- Abbreviation: OCABC

Agency overview
- Formed: March 11, 1999
- Superseding agency: Combined Forces Special Enforcement Unit - British Columbia

Jurisdictional structure
- Operations jurisdiction: British Columbia, Canada
- Constituting instrument: BC Police Act;
- General nature: Civilian police;

Website
- www.ocabc.org

= Organized Crime Agency of British Columbia =

The Organized Crime Agency of British Columbia (OCABC) is a Designated Policing and Law Enforcement Unit under the Police Act (B.C.) established on March 11, 1999. Similar to the structure and authority of municipal police departments in British Columbia, OCABC is an independent policing agency. The specific mandate of the OCABC is to facilitate the disruption and suppression of organized crime.

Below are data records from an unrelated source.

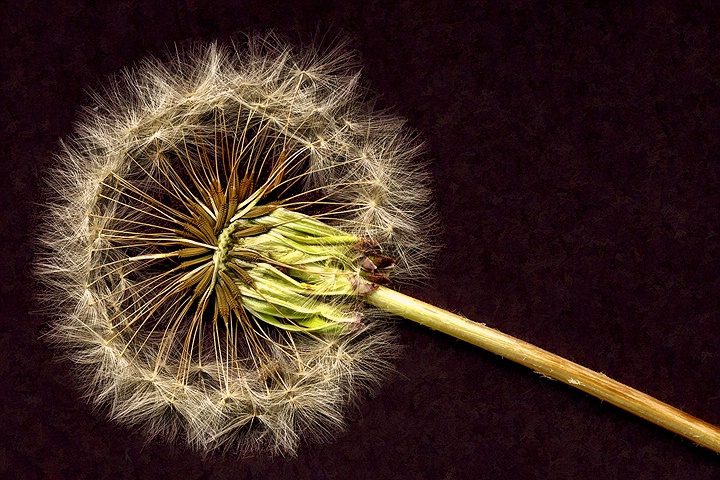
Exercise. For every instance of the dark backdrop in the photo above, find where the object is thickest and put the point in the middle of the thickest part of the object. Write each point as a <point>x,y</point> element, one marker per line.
<point>576,156</point>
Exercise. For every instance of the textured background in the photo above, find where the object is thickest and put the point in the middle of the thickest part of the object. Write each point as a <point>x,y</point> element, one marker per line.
<point>576,156</point>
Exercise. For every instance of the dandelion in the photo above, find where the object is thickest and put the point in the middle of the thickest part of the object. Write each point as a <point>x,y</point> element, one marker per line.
<point>218,252</point>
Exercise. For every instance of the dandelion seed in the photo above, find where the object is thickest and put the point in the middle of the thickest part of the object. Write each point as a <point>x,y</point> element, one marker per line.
<point>218,223</point>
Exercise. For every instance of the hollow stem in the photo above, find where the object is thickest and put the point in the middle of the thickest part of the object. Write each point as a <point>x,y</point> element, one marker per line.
<point>549,364</point>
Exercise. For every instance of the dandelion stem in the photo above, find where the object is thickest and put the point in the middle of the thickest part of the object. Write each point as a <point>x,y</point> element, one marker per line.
<point>549,364</point>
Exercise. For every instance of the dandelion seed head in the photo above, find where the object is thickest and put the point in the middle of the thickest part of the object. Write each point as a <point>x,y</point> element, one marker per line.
<point>212,223</point>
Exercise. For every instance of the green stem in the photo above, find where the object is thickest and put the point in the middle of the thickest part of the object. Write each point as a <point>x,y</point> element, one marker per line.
<point>549,364</point>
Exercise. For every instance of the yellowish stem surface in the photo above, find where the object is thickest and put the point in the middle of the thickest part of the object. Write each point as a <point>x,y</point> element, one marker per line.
<point>549,364</point>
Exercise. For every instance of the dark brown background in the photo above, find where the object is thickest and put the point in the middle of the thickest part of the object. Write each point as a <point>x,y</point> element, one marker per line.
<point>576,156</point>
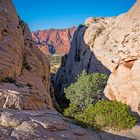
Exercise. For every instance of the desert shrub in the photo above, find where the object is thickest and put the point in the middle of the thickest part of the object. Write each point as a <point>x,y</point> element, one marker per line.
<point>87,89</point>
<point>8,80</point>
<point>71,111</point>
<point>107,114</point>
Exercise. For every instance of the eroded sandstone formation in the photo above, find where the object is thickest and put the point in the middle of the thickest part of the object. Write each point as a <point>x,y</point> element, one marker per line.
<point>24,70</point>
<point>54,40</point>
<point>80,57</point>
<point>113,43</point>
<point>117,46</point>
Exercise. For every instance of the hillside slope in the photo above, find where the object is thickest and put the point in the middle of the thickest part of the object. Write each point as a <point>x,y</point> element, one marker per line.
<point>54,40</point>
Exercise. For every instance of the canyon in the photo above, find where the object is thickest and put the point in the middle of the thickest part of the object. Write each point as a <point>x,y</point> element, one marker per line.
<point>54,40</point>
<point>26,100</point>
<point>111,46</point>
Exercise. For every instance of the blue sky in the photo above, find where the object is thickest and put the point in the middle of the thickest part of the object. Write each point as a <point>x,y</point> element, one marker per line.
<point>45,14</point>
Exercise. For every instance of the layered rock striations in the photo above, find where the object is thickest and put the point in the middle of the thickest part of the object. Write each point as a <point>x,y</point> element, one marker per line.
<point>79,58</point>
<point>24,70</point>
<point>54,40</point>
<point>107,43</point>
<point>118,48</point>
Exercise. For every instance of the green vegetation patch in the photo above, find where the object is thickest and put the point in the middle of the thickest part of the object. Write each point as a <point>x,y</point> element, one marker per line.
<point>89,109</point>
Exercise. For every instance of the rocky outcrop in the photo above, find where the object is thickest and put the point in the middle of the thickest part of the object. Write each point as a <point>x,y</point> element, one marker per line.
<point>54,40</point>
<point>50,125</point>
<point>113,43</point>
<point>80,57</point>
<point>118,48</point>
<point>24,70</point>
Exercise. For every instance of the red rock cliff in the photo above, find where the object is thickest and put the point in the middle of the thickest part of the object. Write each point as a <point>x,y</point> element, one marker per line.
<point>54,40</point>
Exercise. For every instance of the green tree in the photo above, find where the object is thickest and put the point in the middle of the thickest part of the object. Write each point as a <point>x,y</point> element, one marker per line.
<point>87,89</point>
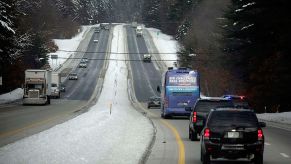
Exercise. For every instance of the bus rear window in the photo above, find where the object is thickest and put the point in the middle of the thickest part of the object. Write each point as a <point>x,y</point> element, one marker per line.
<point>206,106</point>
<point>182,93</point>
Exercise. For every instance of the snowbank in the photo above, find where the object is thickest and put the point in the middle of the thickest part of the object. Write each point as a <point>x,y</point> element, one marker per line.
<point>11,96</point>
<point>284,117</point>
<point>166,45</point>
<point>112,131</point>
<point>67,45</point>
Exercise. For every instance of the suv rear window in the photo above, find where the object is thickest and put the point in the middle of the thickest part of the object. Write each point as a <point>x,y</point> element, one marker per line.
<point>206,106</point>
<point>237,118</point>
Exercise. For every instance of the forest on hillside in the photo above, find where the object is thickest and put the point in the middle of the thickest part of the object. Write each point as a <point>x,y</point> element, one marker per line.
<point>238,46</point>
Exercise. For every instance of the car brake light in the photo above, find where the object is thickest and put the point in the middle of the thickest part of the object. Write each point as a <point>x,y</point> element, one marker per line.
<point>194,118</point>
<point>260,134</point>
<point>206,133</point>
<point>166,103</point>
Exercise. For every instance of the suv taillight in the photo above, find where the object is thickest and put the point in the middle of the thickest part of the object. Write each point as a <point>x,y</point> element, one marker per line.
<point>166,103</point>
<point>194,117</point>
<point>206,133</point>
<point>260,134</point>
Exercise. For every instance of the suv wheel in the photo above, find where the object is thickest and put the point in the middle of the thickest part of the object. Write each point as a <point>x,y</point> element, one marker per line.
<point>193,135</point>
<point>258,159</point>
<point>205,158</point>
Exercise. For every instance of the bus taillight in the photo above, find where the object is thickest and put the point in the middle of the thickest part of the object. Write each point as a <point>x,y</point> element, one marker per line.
<point>194,117</point>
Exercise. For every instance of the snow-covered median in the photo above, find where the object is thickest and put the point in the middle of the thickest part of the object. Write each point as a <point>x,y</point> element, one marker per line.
<point>96,136</point>
<point>67,46</point>
<point>166,45</point>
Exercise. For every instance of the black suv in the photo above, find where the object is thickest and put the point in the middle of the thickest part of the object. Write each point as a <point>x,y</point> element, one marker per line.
<point>200,112</point>
<point>238,101</point>
<point>232,133</point>
<point>154,101</point>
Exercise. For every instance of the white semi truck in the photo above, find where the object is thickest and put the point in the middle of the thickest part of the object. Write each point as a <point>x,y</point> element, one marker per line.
<point>56,84</point>
<point>37,86</point>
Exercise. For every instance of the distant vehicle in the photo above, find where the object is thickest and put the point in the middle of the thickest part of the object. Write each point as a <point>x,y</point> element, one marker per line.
<point>97,29</point>
<point>102,25</point>
<point>84,60</point>
<point>134,24</point>
<point>154,101</point>
<point>73,76</point>
<point>107,27</point>
<point>238,101</point>
<point>147,58</point>
<point>200,112</point>
<point>232,134</point>
<point>179,91</point>
<point>63,88</point>
<point>37,86</point>
<point>82,65</point>
<point>139,31</point>
<point>56,82</point>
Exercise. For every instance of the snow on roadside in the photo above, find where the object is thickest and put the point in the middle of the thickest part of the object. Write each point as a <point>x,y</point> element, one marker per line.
<point>284,118</point>
<point>11,96</point>
<point>67,45</point>
<point>95,136</point>
<point>165,44</point>
<point>63,44</point>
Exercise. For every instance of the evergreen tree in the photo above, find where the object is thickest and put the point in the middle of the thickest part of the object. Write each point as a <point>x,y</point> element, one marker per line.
<point>258,39</point>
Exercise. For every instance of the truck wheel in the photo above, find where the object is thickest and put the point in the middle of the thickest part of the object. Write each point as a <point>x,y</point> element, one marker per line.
<point>48,100</point>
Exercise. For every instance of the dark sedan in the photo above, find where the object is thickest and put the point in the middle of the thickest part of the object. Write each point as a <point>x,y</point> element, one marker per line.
<point>154,102</point>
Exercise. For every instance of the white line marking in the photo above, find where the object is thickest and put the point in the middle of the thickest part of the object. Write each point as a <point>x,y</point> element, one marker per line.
<point>284,155</point>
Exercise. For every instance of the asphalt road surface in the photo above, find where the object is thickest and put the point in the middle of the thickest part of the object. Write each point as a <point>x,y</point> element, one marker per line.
<point>18,121</point>
<point>171,145</point>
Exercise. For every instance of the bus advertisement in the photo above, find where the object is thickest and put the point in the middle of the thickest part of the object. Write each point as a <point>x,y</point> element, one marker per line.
<point>179,92</point>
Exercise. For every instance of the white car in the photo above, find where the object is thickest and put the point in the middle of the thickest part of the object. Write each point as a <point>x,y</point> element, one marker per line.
<point>73,76</point>
<point>82,65</point>
<point>147,58</point>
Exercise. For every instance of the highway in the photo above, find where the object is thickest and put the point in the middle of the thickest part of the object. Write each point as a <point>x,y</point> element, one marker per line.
<point>170,148</point>
<point>18,121</point>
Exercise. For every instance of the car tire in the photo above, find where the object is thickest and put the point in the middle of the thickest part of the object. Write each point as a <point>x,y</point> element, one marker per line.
<point>205,158</point>
<point>193,135</point>
<point>258,159</point>
<point>189,131</point>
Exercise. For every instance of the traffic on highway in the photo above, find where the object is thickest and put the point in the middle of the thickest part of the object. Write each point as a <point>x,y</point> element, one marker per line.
<point>120,103</point>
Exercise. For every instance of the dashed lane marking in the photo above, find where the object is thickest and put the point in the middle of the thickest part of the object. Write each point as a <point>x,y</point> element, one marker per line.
<point>285,155</point>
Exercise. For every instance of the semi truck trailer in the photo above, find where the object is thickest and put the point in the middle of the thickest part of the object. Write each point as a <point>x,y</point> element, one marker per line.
<point>37,86</point>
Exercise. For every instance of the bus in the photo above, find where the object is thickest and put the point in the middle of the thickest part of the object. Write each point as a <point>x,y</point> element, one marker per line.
<point>179,91</point>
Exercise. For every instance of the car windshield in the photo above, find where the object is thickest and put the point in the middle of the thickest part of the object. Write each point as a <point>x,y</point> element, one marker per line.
<point>155,99</point>
<point>235,118</point>
<point>206,106</point>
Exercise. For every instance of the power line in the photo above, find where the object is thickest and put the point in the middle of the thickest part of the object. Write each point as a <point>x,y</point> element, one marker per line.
<point>103,52</point>
<point>153,53</point>
<point>139,60</point>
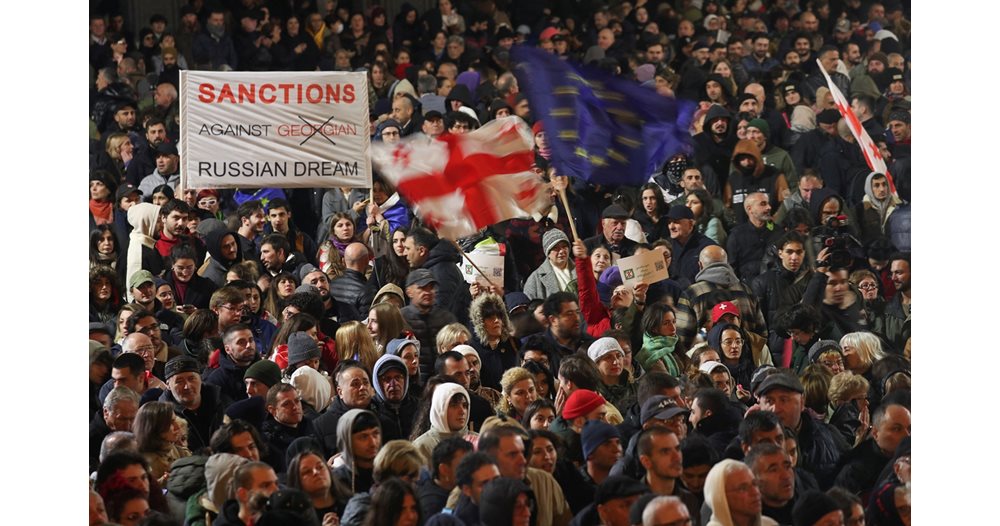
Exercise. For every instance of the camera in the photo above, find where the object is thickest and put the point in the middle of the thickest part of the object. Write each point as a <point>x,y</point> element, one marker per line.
<point>844,247</point>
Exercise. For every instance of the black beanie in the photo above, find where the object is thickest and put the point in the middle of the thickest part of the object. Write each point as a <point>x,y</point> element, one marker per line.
<point>811,507</point>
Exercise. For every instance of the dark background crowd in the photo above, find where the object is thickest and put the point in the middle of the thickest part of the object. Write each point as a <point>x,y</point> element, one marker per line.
<point>278,356</point>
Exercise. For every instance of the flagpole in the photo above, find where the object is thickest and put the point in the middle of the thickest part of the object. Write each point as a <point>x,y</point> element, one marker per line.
<point>569,213</point>
<point>473,263</point>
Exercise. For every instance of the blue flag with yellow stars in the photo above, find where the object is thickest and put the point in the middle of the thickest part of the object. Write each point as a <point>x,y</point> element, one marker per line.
<point>600,128</point>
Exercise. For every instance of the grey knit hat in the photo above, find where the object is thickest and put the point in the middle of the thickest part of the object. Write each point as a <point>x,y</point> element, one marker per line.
<point>552,238</point>
<point>301,347</point>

The OCABC was created in direct response to the recommendations of the report of the Organized Crime Independent Review Committee, chaired by Stephen Owen ("The Owen Report", September 15, 1998). The agency was incorporated as a society in March 1999 under the BC Police Act to replace its forerunner, the Coordinated Law Enforcement Unit (CLEU). The Owen Report found CLEU to be "… not sufficiently equipped, mandated or able to cope with the growing sophistication and diversity of organized crime".
The OCABC became fully operational in February 2000, similar in structure and authority to other municipal police departments in British Columbia. As a designated police agency in the province of British Columbia, the OCAB has its own contingent of sworn law enforcement officers and civilian personnel, and is responsible for:

"Providing designated Policing and designated Law Enforcement to reduce and eliminate organized crime and other significant criminal activity in British Columbia."
The OCABC derives its powers from sections 4.1 (2) (c) and 18.1 (d) of the Police Act.

==Structure==
During Rich Coleman’s term as solicitor general, the province increased its move toward more integration in policing as both a cost-saving measure by reducing duplication of efforts, and in order to solidify the agency's impact as an aggressive organized crime fighting unit.
In 2004, this restructuring aligned the OCABC with its law enforcement partners into the Combined Forces Special Enforcement Unit – British Columbia (CFSEU-BC). It is under this agency name that organized crime projects are investigated and prosecuted.
The CFSEU-BC integrated 14 law enforcement agencies, including the OCABC and the RCMP, under one single command structure with oversight provided by a chief superintendent. The intent was to integrate the OCAB, municipal police and the RCMP into one combined unit to coordinate the province’s response to the growing threat of organized crime and gang violence.

==Operations==
In 2002-2003, the agency participated in Project Blizzard with Alberta and U.S. authorities in investigating drug trafficking. This project had 689,000 pseudoephedrine tablets, 64.7 kilograms of cocaine, 3,353 pounds of marijuana, and $4 million seized.
The five-month Project Longhaul in 2003 investigated distribution and transportation of marijuana, ecstasy, and ephedrine from British Columbia to Ontario and the U.S. and resulted in 3,872 pounds of marijuana, 20,000 tablets of ecstasy, and 218.2 kilograms of ephedrine being seized. Project Longhaul II specifically focused on BC bud and had 1,595 pounds of marijuana, and 461 marijuana plant clones seized.